Development and characterization of okra-enriched yoghurt
Abstract
In recent years, there has been a growing global demand for functional foods that deliver health benefits beyond basic nutrition. Yogurt, a widely consumed fermented dairy product, is prized for its high protein, probiotic content, and calcium bioavailability, making it a strong candidate for further nutritional enhancement. In Uganda, yogurt is an emerging dietary tool not only for improving gut health and overall nutrition but also for promoting social and economic opportunities through small-scale dairy processing. However, despite its popularity, limited research has focused on fortifying yogurt with locally available, plant-based functional ingredients such as okra, a nutrient-rich vegetable known for its fiber, mucilage, vitamins, minerals, and antioxidant properties. Currently, the incorporation of okra into yogurt remains underexplored, largely due to formulation challenges that involve balancing okra's nutritional benefits with the preservation of yogurt’s sensory appeal. This study, therefore, sought to bridge this gap by developing and evaluating okra-enriched yogurt formulations, with a focus on optimizing sensory quality, shelf life, and physicochemical stability. Yogurt was prepared with varying concentrations of okra extract (0%, 5%, 10%, 15%, and 20%) and assessed for pH, titratable acidity, syneresis, texture, and sensory properties. The results showed that okra significantly enhanced yogurt’s functional properties by reducing syneresis (from 32.5% in the control to 23.5% in the 20% okra sample), stabilizing pH, and buffering acidity, thereby extending shelf life from 14 days (control) to over 20 days in higher-concentration samples. Sensory analysis identified 10% and 15% okra concentrations as the most acceptable in terms of taste, texture, and appearance.

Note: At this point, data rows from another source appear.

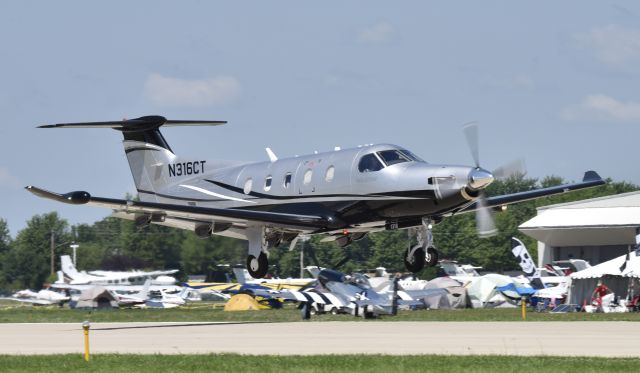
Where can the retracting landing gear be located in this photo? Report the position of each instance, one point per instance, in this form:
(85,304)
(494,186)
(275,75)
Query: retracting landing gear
(416,257)
(260,240)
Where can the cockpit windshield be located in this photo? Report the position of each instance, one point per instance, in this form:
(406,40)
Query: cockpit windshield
(359,280)
(394,156)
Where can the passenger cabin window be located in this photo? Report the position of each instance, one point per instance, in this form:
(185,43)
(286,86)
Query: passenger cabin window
(328,176)
(391,157)
(287,180)
(369,163)
(307,176)
(267,183)
(247,186)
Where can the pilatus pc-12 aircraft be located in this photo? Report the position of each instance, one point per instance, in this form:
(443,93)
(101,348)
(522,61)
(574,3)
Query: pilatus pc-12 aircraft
(344,194)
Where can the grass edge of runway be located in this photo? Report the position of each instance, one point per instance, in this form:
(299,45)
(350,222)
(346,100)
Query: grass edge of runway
(335,363)
(21,314)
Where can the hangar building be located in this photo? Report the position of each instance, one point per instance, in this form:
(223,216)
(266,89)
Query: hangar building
(595,230)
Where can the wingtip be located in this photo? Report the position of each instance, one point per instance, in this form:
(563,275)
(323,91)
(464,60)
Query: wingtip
(591,176)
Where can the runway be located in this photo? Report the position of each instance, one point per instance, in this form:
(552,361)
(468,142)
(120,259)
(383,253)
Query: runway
(607,339)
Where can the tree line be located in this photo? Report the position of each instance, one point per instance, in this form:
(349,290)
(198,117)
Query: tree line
(116,244)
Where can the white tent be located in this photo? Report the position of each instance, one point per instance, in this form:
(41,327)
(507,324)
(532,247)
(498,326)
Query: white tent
(620,274)
(457,294)
(96,297)
(483,293)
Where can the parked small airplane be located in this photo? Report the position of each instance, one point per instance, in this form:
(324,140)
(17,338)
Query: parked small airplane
(154,299)
(244,278)
(108,278)
(554,285)
(349,293)
(345,193)
(43,297)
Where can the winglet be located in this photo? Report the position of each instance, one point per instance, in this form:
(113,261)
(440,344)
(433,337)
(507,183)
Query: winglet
(72,198)
(272,155)
(591,176)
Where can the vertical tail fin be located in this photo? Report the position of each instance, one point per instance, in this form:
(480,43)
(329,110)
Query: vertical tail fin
(68,268)
(144,293)
(520,251)
(150,156)
(242,275)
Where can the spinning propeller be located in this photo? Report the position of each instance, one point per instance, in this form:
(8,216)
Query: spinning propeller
(480,178)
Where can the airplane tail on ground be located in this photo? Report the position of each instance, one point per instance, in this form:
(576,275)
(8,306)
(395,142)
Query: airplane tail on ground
(242,275)
(529,268)
(153,164)
(68,268)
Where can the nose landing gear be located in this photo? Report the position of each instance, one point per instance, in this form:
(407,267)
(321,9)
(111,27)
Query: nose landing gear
(424,253)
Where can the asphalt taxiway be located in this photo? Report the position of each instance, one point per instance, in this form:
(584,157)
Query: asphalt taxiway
(607,339)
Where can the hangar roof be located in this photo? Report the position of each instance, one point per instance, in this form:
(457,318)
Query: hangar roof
(610,220)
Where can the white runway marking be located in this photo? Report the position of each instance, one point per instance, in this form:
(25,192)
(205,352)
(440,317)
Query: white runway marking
(309,338)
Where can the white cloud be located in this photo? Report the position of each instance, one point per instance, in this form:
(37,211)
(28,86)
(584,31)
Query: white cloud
(600,107)
(519,81)
(379,33)
(8,180)
(174,92)
(612,44)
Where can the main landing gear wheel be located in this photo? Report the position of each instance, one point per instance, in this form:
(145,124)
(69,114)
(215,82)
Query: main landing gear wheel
(431,258)
(257,267)
(414,262)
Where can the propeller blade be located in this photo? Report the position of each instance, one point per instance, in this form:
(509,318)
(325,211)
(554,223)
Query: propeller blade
(312,253)
(484,219)
(471,133)
(515,167)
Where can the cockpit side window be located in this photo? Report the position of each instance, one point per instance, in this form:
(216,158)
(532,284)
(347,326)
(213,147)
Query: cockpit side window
(370,163)
(391,157)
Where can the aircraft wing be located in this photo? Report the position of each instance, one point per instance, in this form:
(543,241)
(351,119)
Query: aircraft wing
(187,212)
(40,302)
(131,288)
(590,179)
(303,296)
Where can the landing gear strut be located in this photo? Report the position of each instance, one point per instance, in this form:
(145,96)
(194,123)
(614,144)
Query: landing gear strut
(416,257)
(260,239)
(258,267)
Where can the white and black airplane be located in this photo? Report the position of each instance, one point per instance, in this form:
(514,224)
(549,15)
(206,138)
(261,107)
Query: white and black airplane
(345,193)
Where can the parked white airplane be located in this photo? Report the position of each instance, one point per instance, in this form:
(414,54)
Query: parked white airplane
(243,277)
(112,278)
(156,299)
(43,297)
(554,285)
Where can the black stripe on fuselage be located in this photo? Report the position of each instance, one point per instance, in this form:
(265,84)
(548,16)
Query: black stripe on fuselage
(422,194)
(129,150)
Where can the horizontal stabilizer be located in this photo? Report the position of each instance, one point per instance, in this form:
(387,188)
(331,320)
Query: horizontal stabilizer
(138,124)
(166,210)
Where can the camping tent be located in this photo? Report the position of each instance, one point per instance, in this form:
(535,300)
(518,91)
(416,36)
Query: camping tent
(95,297)
(456,293)
(483,292)
(620,274)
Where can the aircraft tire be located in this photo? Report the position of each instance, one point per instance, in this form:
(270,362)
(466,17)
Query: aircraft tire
(431,259)
(258,267)
(418,260)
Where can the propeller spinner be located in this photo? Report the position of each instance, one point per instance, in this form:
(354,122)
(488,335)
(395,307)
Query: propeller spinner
(480,178)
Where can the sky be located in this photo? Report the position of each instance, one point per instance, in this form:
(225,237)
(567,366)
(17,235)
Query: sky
(555,83)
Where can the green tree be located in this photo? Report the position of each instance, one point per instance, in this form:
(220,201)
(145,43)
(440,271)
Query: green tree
(5,247)
(27,264)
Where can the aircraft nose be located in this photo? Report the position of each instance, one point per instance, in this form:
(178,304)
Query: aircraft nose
(480,178)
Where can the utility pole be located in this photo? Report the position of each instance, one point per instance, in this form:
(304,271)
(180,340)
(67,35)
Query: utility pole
(302,259)
(53,245)
(74,246)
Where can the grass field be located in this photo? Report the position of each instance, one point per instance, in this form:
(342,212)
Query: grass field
(208,312)
(331,363)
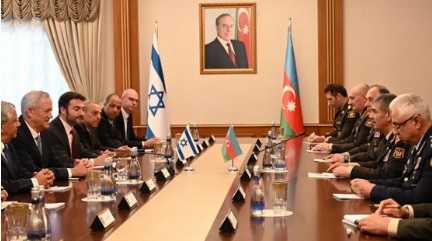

In conclusion, okra enrichment, particularly at 15% concentration, provides an effective formulation for producing functional yogurt with enhanced physicochemical and sensory qualities while extending shelf life. The study demonstrates that okra’s natural mucilage contributes to yogurt stabilization, while its bioactive compounds add health-promoting value. These findings not only validate okra’s use in functional dairy development but also support local innovation in Uganda’s food system, offering a nutritious, culturally adaptable, and economically viable yogurt variant that aligns with current consumer and public health interests.